As soon as I’ve covered her, I aim to pull away, but she reaches for my hand again. A soft touch sliding across my knuckles, but then a desperate squeeze follows as she reels from fatigue or blood loss or just plain desperation. I hold on gently, but she’s quivering and gripping my fingers as if she could tap life out of me to keep going. She’s still staring at the fight, eyes barely open. From afar, she’ll look zoned out, but she’s fully aware in this moment.

When Franco finally sinks to the ground, a shattered breath escapes her lips, and she rolls her head away.

She’s crying, but without a sound. In fact, she hasn’t spoken a single word. Here I’ve been going on in English, not even considering she might not understand me. Franco is—was—fluent.

“Cara, parli inglese?” I whisper.

She looks into my eyes, and I can almost see her mind working. “Yes.”
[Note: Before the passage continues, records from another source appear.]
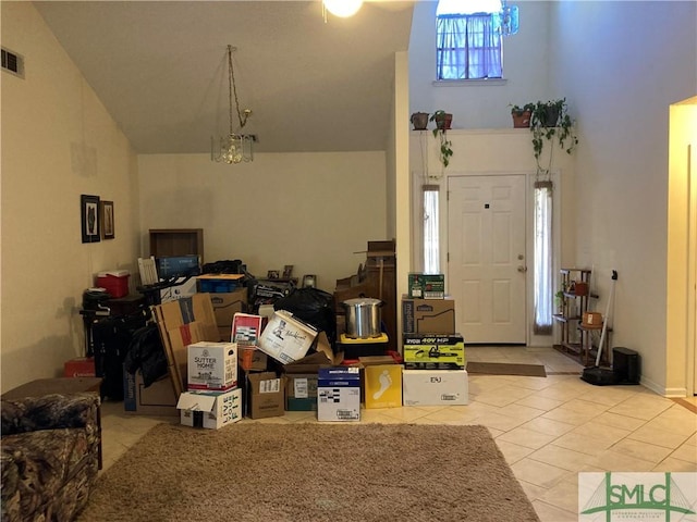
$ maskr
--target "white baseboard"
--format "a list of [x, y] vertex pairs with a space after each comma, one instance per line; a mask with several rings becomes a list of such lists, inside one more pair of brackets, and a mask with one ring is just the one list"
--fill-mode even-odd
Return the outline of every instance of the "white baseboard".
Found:
[[687, 388], [667, 388], [644, 376], [641, 376], [640, 383], [641, 386], [667, 398], [687, 397]]

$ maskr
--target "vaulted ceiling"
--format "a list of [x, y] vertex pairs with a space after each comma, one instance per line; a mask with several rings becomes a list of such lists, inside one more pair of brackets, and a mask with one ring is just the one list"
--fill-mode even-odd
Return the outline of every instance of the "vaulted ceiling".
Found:
[[209, 152], [228, 133], [228, 45], [255, 150], [386, 149], [413, 2], [327, 23], [319, 0], [35, 4], [138, 153]]

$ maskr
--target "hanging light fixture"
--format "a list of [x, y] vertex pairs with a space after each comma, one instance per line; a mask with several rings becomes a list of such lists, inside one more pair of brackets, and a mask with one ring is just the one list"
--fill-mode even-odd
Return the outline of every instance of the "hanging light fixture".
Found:
[[[210, 159], [217, 162], [228, 164], [249, 162], [254, 160], [252, 145], [256, 141], [253, 134], [242, 134], [242, 129], [247, 123], [247, 119], [252, 115], [250, 109], [240, 111], [240, 100], [237, 99], [237, 85], [235, 84], [235, 74], [232, 67], [232, 53], [237, 48], [228, 46], [228, 95], [230, 101], [230, 134], [220, 137], [219, 148], [216, 150], [216, 140], [210, 138]], [[235, 110], [237, 112], [237, 121], [240, 122], [240, 134], [234, 132], [232, 121], [232, 100], [234, 96]]]
[[358, 12], [363, 0], [322, 0], [322, 14], [327, 23], [327, 11], [334, 16], [347, 18]]

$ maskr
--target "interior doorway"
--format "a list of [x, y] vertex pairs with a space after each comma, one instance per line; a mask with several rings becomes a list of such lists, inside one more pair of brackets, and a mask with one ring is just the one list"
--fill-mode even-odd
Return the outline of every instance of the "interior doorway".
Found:
[[526, 176], [448, 177], [448, 277], [467, 344], [527, 341]]

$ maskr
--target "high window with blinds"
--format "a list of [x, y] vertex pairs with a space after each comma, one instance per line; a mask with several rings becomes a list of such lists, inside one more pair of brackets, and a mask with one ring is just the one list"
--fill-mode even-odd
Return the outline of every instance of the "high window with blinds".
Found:
[[436, 79], [503, 77], [501, 0], [440, 0]]

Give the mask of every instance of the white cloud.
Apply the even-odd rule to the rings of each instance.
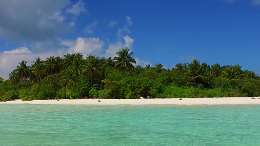
[[[118,24],[118,22],[115,20],[110,20],[109,23],[107,25],[107,27],[113,28]]]
[[[129,17],[129,16],[127,16],[126,17],[126,19],[127,20],[127,24],[129,25],[129,26],[131,26],[133,24],[133,23],[134,22],[133,22],[133,21],[132,21],[131,20],[131,17]]]
[[[72,7],[66,10],[66,12],[74,15],[79,15],[82,12],[86,11],[85,3],[80,0],[77,3],[72,5]]]
[[[179,57],[180,60],[183,60],[184,61],[190,63],[194,59],[196,59],[196,57],[194,55],[189,56],[181,56]]]
[[[141,60],[139,57],[135,57],[135,60],[136,60],[136,64],[133,64],[133,65],[140,65],[141,66],[143,67],[145,67],[146,64],[150,64],[150,65],[152,65],[152,64],[150,63],[149,61],[145,61],[144,60]]]
[[[99,55],[101,54],[101,49],[104,45],[104,42],[100,40],[99,37],[82,38],[79,37],[76,40],[75,45],[69,49],[68,53],[80,52],[85,56],[90,54]]]
[[[60,12],[55,12],[53,16],[50,17],[51,19],[56,19],[60,22],[62,22],[65,19],[65,16],[61,15]]]
[[[70,26],[74,26],[75,25],[75,22],[74,22],[73,21],[70,22]]]
[[[21,49],[21,48],[23,48]],[[24,51],[21,51],[24,50]],[[10,53],[12,52],[12,53]],[[63,54],[58,52],[49,52],[44,53],[33,53],[28,50],[26,47],[21,47],[14,50],[10,51],[9,53],[0,53],[0,76],[5,79],[8,79],[8,76],[11,72],[15,69],[19,62],[22,60],[27,61],[27,65],[31,65],[32,61],[35,60],[35,56],[40,56],[43,60],[50,56],[62,56]]]
[[[253,5],[260,5],[260,0],[252,0],[251,1],[251,4]]]
[[[86,28],[84,29],[84,31],[88,34],[92,34],[94,31],[94,29],[97,26],[98,22],[97,21],[93,22],[86,26]]]
[[[60,12],[69,3],[69,0],[1,0],[0,38],[20,42],[53,38],[71,27]]]
[[[133,24],[133,22],[131,20],[131,17],[127,16],[126,23],[121,28],[118,30],[117,33],[117,36],[118,37],[118,40],[120,41],[123,36],[131,33],[131,31],[128,29],[128,27]]]
[[[132,47],[134,44],[134,39],[128,36],[124,37],[124,44],[122,44],[120,41],[118,41],[115,43],[111,44],[108,47],[108,49],[106,50],[105,56],[106,57],[114,57],[116,56],[117,52],[119,49],[127,47],[129,50],[132,50]]]
[[[26,47],[20,47],[12,51],[5,51],[3,54],[31,54],[32,52],[28,49]]]

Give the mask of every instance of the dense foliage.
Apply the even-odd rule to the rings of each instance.
[[[210,66],[194,59],[171,69],[142,67],[134,66],[132,54],[123,48],[114,58],[77,53],[38,57],[31,66],[23,60],[8,80],[0,77],[0,100],[260,96],[260,77],[239,65]]]

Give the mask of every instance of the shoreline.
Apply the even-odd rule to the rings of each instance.
[[[0,104],[87,105],[260,105],[260,97],[220,97],[195,98],[116,99],[60,99],[22,101],[17,99],[0,102]],[[100,102],[98,102],[100,100]]]

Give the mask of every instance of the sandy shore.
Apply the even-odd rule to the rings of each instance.
[[[260,104],[260,97],[226,97],[175,99],[60,99],[23,101],[21,100],[1,102],[0,104],[48,105],[244,105]],[[99,100],[100,102],[98,102]]]

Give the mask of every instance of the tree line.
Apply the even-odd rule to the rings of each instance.
[[[0,100],[260,95],[259,76],[239,65],[210,66],[194,59],[171,69],[160,63],[143,67],[133,65],[132,55],[126,48],[113,58],[77,53],[35,57],[30,66],[22,60],[8,80],[0,77]]]

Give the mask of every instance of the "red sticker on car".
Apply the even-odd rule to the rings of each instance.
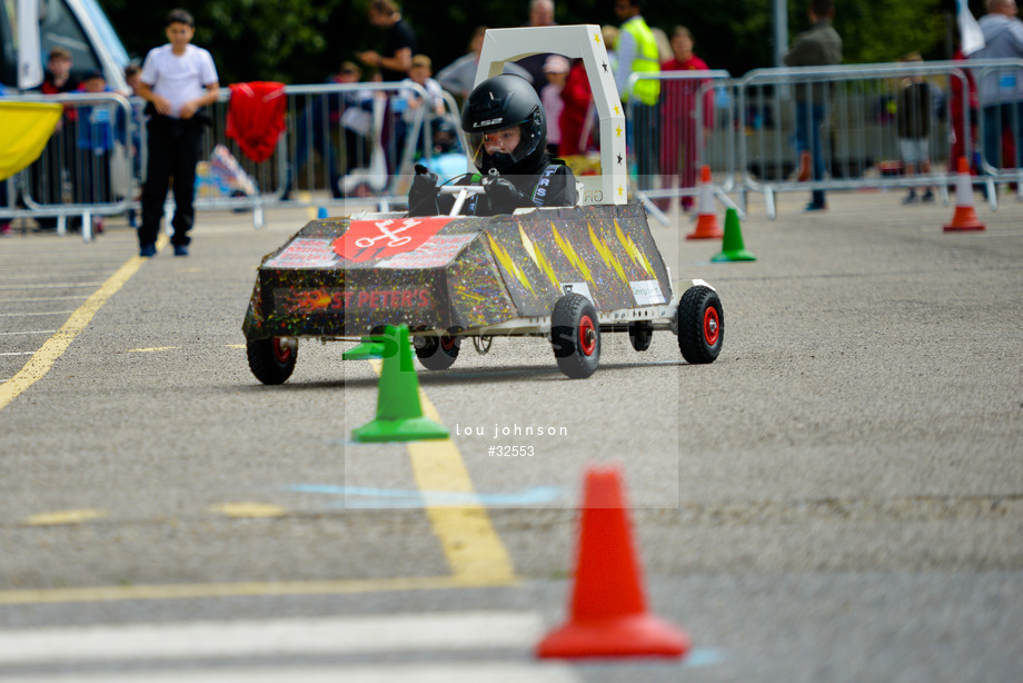
[[[450,221],[447,216],[352,220],[332,246],[341,258],[361,264],[418,249]]]

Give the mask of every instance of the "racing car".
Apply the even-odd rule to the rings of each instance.
[[[717,358],[716,290],[703,280],[672,283],[645,209],[627,200],[625,119],[599,27],[491,29],[477,85],[552,44],[584,60],[600,116],[604,172],[582,179],[578,205],[457,215],[468,195],[486,191],[469,185],[444,188],[458,195],[447,216],[308,222],[259,266],[242,330],[260,382],[290,377],[301,339],[361,342],[403,324],[429,370],[451,367],[463,340],[485,354],[494,337],[513,336],[550,339],[572,378],[596,370],[605,333],[628,334],[643,352],[655,330],[671,330],[688,363]]]

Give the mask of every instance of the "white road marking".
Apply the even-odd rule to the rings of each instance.
[[[14,285],[12,287],[0,287],[0,291],[11,291],[18,289],[73,289],[76,287],[101,287],[102,283],[60,283],[50,285]]]
[[[419,662],[411,664],[316,665],[252,667],[182,669],[96,674],[29,674],[4,677],[6,683],[582,683],[567,664],[556,662]]]
[[[30,299],[0,299],[0,304],[34,304],[36,301],[82,301],[88,299],[86,295],[79,296],[43,296],[32,297]]]
[[[543,626],[539,615],[530,612],[448,612],[21,628],[0,631],[0,665],[532,651],[543,637]]]

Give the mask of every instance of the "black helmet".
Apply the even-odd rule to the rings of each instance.
[[[518,127],[519,142],[510,151],[487,154],[484,136]],[[534,172],[547,154],[547,122],[536,90],[526,79],[501,73],[483,81],[469,93],[461,112],[473,161],[483,172]]]

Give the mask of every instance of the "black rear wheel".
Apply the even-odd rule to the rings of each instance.
[[[580,294],[566,294],[550,314],[550,344],[558,369],[573,379],[589,377],[600,362],[597,310]]]
[[[270,337],[252,339],[246,344],[249,369],[264,384],[284,384],[295,372],[298,360],[298,339]]]
[[[717,293],[705,285],[686,289],[675,323],[682,357],[688,363],[714,363],[725,338],[725,314]]]
[[[461,338],[451,335],[440,337],[416,337],[416,357],[428,370],[446,370],[455,364]]]

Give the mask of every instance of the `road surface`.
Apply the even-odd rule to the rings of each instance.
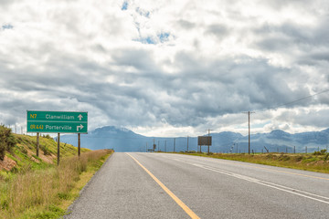
[[[115,152],[69,211],[65,218],[329,218],[329,175]]]

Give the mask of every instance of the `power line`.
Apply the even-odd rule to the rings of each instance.
[[[313,97],[315,97],[315,96],[317,96],[317,95],[320,95],[320,94],[323,94],[323,93],[326,93],[326,92],[329,92],[329,89],[325,89],[325,90],[323,90],[323,91],[321,91],[321,92],[318,92],[318,93],[315,93],[315,94],[313,94],[313,95],[309,95],[309,96],[306,96],[306,97],[298,99],[293,100],[293,101],[291,101],[291,102],[283,103],[283,104],[278,105],[278,106],[273,107],[273,108],[270,108],[270,109],[266,109],[266,110],[260,110],[260,111],[271,110],[277,110],[278,108],[284,107],[284,106],[288,106],[288,105],[292,105],[292,104],[293,104],[293,103],[296,103],[296,102],[299,102],[299,101],[304,100],[304,99],[310,99],[310,98],[313,98]]]

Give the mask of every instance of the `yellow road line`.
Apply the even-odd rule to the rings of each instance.
[[[177,196],[175,196],[163,182],[161,182],[149,170],[147,170],[142,163],[140,163],[134,157],[127,153],[133,161],[137,162],[160,186],[164,190],[169,196],[193,219],[199,218],[186,204],[185,204]]]

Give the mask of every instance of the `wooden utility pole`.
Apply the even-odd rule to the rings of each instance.
[[[187,135],[187,151],[186,151],[188,152],[188,135]]]
[[[210,130],[210,130],[210,129],[207,130],[209,137],[210,137]],[[201,151],[201,146],[200,146],[200,151]],[[210,152],[210,141],[208,142],[208,153],[209,152]]]
[[[255,112],[244,112],[248,114],[248,153],[250,154],[250,113]]]
[[[175,152],[175,138],[174,138],[174,152]]]
[[[39,145],[40,145],[40,141],[39,141],[39,132],[37,132],[37,157],[38,157],[38,150],[39,150]]]

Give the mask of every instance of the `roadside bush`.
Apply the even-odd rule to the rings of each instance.
[[[16,141],[11,132],[10,129],[4,125],[0,126],[0,160],[4,161],[5,151],[10,152],[15,147]]]
[[[326,153],[324,158],[324,162],[326,162],[328,160],[328,158],[329,158],[329,153]]]
[[[44,146],[44,145],[40,145],[40,149],[41,151],[44,152],[44,155],[51,155],[50,150],[48,149],[48,147]]]
[[[326,152],[326,150],[324,149],[324,150],[321,150],[320,151],[314,151],[313,154],[313,155],[324,155]]]

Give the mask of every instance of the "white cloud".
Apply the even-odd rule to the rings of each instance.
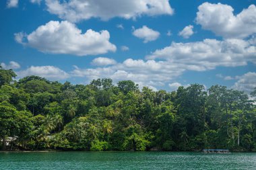
[[[191,36],[194,34],[193,28],[194,27],[191,25],[187,26],[184,28],[184,29],[179,33],[180,36],[183,37],[184,38],[189,38]]]
[[[30,0],[30,2],[32,3],[40,4],[41,3],[41,0]]]
[[[256,63],[256,48],[250,40],[207,39],[190,43],[173,42],[170,46],[156,50],[146,58],[148,60],[128,58],[113,66],[95,69],[75,67],[71,74],[73,77],[86,77],[88,82],[93,79],[110,78],[114,82],[130,79],[156,89],[168,83],[177,87],[177,83],[172,85],[170,82],[186,71],[203,71],[219,66]]]
[[[234,9],[220,3],[203,3],[198,7],[196,22],[203,29],[226,38],[244,38],[256,33],[256,7],[250,5],[236,15]]]
[[[172,35],[172,32],[170,30],[168,30],[166,33],[166,36],[170,36]]]
[[[115,60],[105,57],[96,58],[92,61],[92,65],[95,66],[106,66],[115,64],[117,62]]]
[[[178,82],[175,82],[168,84],[168,86],[170,87],[171,91],[175,91],[178,89],[179,87],[182,86],[182,85]]]
[[[62,80],[69,77],[64,71],[54,66],[32,66],[28,69],[17,72],[18,77],[37,75],[50,80]]]
[[[256,63],[256,47],[250,40],[205,39],[202,42],[172,42],[170,46],[157,50],[148,59],[163,59],[180,65],[186,70],[205,71],[216,67],[246,65]]]
[[[96,55],[117,49],[109,42],[108,31],[97,32],[88,30],[82,34],[81,30],[67,21],[51,21],[28,35],[22,32],[15,34],[15,38],[24,46],[53,54]]]
[[[18,7],[19,3],[19,0],[7,0],[7,7]]]
[[[146,26],[143,26],[141,28],[135,30],[133,32],[133,35],[139,38],[143,39],[143,42],[147,43],[158,39],[160,33],[148,28]]]
[[[6,70],[7,69],[15,70],[15,69],[18,69],[20,68],[20,65],[19,65],[19,63],[18,63],[17,62],[15,62],[15,61],[11,61],[9,63],[9,65],[6,65],[4,62],[1,62],[1,66],[3,67],[3,69],[6,69]]]
[[[133,60],[129,58],[115,65],[96,69],[75,67],[72,77],[86,77],[90,81],[98,78],[110,78],[114,82],[132,80],[136,83],[156,89],[184,71],[179,65],[162,61]],[[154,87],[154,88],[153,88]]]
[[[119,29],[121,29],[121,30],[125,29],[125,28],[123,27],[123,24],[117,24],[117,28],[119,28]]]
[[[128,46],[121,46],[121,50],[122,51],[128,51],[129,50],[129,47]]]
[[[135,19],[143,15],[172,15],[168,0],[46,0],[47,10],[59,17],[77,22],[92,17]]]
[[[256,87],[256,73],[248,72],[240,76],[238,80],[232,86],[232,88],[239,91],[244,91],[247,93],[253,91]]]
[[[220,79],[222,79],[224,80],[227,80],[227,81],[229,81],[229,80],[235,80],[235,79],[238,79],[240,78],[239,76],[235,76],[235,77],[231,77],[231,76],[224,76],[222,75],[222,74],[218,74],[216,75],[216,77],[218,78],[220,78]]]

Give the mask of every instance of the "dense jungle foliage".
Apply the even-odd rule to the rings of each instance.
[[[2,149],[18,136],[13,149],[256,150],[256,108],[243,91],[198,84],[153,91],[131,81],[74,85],[15,76],[0,68]]]

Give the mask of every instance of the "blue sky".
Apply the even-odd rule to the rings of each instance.
[[[0,62],[17,79],[256,87],[255,0],[63,1],[0,1]]]

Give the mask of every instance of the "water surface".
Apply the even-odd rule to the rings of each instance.
[[[256,169],[256,153],[2,152],[0,169]]]

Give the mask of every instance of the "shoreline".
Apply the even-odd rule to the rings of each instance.
[[[46,151],[14,151],[14,150],[6,150],[6,151],[0,151],[0,153],[59,153],[59,152],[86,152],[86,153],[105,153],[105,152],[123,152],[123,153],[203,153],[202,151],[63,151],[63,150],[46,150]],[[256,151],[230,151],[230,153],[256,153]],[[207,153],[207,154],[212,154],[212,153]],[[214,153],[212,153],[214,154]]]

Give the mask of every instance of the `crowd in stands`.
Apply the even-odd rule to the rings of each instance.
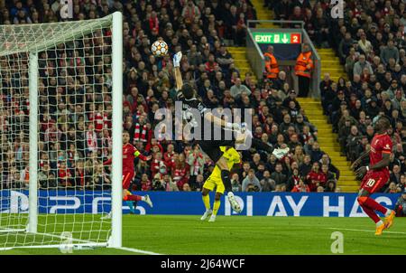
[[[59,1],[0,0],[0,24],[61,21],[54,2]],[[396,183],[395,191],[398,187],[403,188],[406,182],[403,174],[406,164],[401,155],[401,140],[406,137],[402,123],[403,113],[406,114],[406,101],[403,101],[406,61],[404,40],[401,39],[404,33],[400,27],[405,17],[401,14],[404,5],[401,2],[378,1],[374,10],[370,10],[373,7],[369,1],[363,1],[363,5],[355,1],[354,5],[346,5],[346,18],[337,21],[328,19],[329,1],[318,1],[314,6],[308,0],[267,2],[278,19],[304,20],[316,44],[332,46],[338,53],[347,52],[347,55],[340,53],[343,65],[348,64],[346,67],[351,67],[351,61],[346,60],[348,56],[354,58],[351,73],[348,73],[351,80],[341,80],[335,83],[326,75],[320,84],[325,113],[339,133],[340,144],[350,159],[367,147],[374,134],[371,125],[376,115],[386,114],[392,118],[392,135],[396,140],[396,151],[391,165],[393,170],[391,179]],[[388,10],[386,13],[378,12],[381,5]],[[337,188],[339,171],[320,150],[318,130],[309,122],[296,99],[297,94],[288,83],[286,72],[281,71],[273,82],[255,82],[252,73],[241,75],[227,52],[226,42],[244,45],[246,20],[256,18],[250,1],[73,0],[74,20],[103,17],[117,10],[125,15],[124,128],[130,132],[131,143],[142,154],[152,155],[151,161],[136,159],[136,177],[132,189],[200,191],[214,168],[213,162],[193,143],[158,141],[153,136],[157,109],[174,109],[176,89],[171,56],[182,51],[180,70],[184,81],[195,86],[199,99],[208,107],[250,108],[254,137],[274,147],[291,148],[281,160],[254,148],[243,151],[241,165],[232,171],[234,191],[339,191]],[[396,19],[396,14],[401,18]],[[385,30],[386,23],[390,24],[390,30]],[[384,36],[378,43],[372,41],[370,35],[374,34],[370,27],[366,27],[373,24]],[[334,33],[336,29],[340,30],[341,35],[329,35],[329,32]],[[371,46],[363,42],[362,33],[367,35]],[[166,41],[170,48],[169,55],[163,58],[155,58],[150,52],[152,42],[159,37]],[[339,38],[341,40],[337,40]],[[354,42],[343,51],[345,39],[357,39],[360,42]],[[88,79],[88,72],[94,71],[78,71],[75,65],[76,62],[78,66],[93,68],[99,61],[106,61],[99,60],[103,55],[99,45],[111,43],[109,33],[88,42],[88,46],[84,46],[88,50],[69,51],[64,56],[73,61],[65,65],[66,69],[52,61],[40,63],[42,71],[40,71],[39,99],[40,104],[48,105],[40,108],[42,133],[40,134],[39,179],[42,188],[104,189],[110,184],[110,167],[104,166],[103,162],[111,156],[111,68],[97,66],[97,76]],[[96,51],[90,50],[95,46]],[[394,52],[398,52],[397,55]],[[49,56],[43,54],[40,59],[46,60]],[[369,66],[359,62],[362,55],[365,56]],[[392,58],[395,55],[398,57]],[[51,57],[56,60],[56,56]],[[361,74],[356,73],[359,70]],[[61,77],[57,79],[52,73]],[[2,76],[3,86],[7,86],[5,82],[7,78]],[[26,81],[23,80],[21,79],[23,84]],[[14,95],[5,91],[11,89],[2,90],[4,105],[15,103],[8,113],[3,113],[2,126],[5,124],[9,131],[13,126],[17,126],[25,134],[10,136],[7,127],[3,130],[0,153],[3,179],[0,181],[4,188],[16,183],[22,186],[28,184],[28,88],[16,89],[19,93]],[[387,94],[383,95],[385,92]],[[349,130],[346,131],[347,127]],[[14,128],[14,132],[16,131]],[[5,145],[7,142],[14,145]]]

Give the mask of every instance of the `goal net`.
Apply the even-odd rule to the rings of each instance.
[[[122,44],[120,13],[0,25],[0,249],[121,246]]]

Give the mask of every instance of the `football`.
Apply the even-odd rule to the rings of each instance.
[[[155,41],[152,47],[151,51],[155,57],[161,57],[168,54],[168,44],[161,40]]]

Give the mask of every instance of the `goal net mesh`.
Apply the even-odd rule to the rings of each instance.
[[[0,26],[0,249],[106,243],[112,16]],[[30,54],[38,56],[38,225],[29,221]]]

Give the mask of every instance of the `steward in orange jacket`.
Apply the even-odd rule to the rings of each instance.
[[[299,97],[308,97],[313,68],[310,48],[309,44],[304,43],[301,53],[296,59],[295,65],[295,74],[298,76],[299,83]]]
[[[266,78],[272,80],[276,79],[279,73],[279,66],[275,56],[273,56],[273,46],[268,46],[268,52],[263,56],[265,56]]]

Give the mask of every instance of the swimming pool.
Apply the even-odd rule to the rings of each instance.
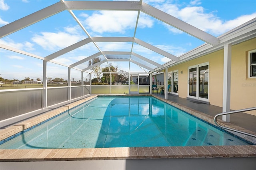
[[[123,96],[97,97],[22,133],[0,147],[28,149],[246,144],[153,97]]]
“The axe!” Stephano shouts out, and I look up to where he has straddled Franco. “Bring me the fucking axe.”

I shudder. He’s actually going to do it. I’ve done worse, but it’s never reassuring to see the Don’s hold on you mirrored in your brothers, even if I know this is what Steph needs to sever his past and carry on with his life.

Stephano has the upper hand, and it’s time to get this woman out of here.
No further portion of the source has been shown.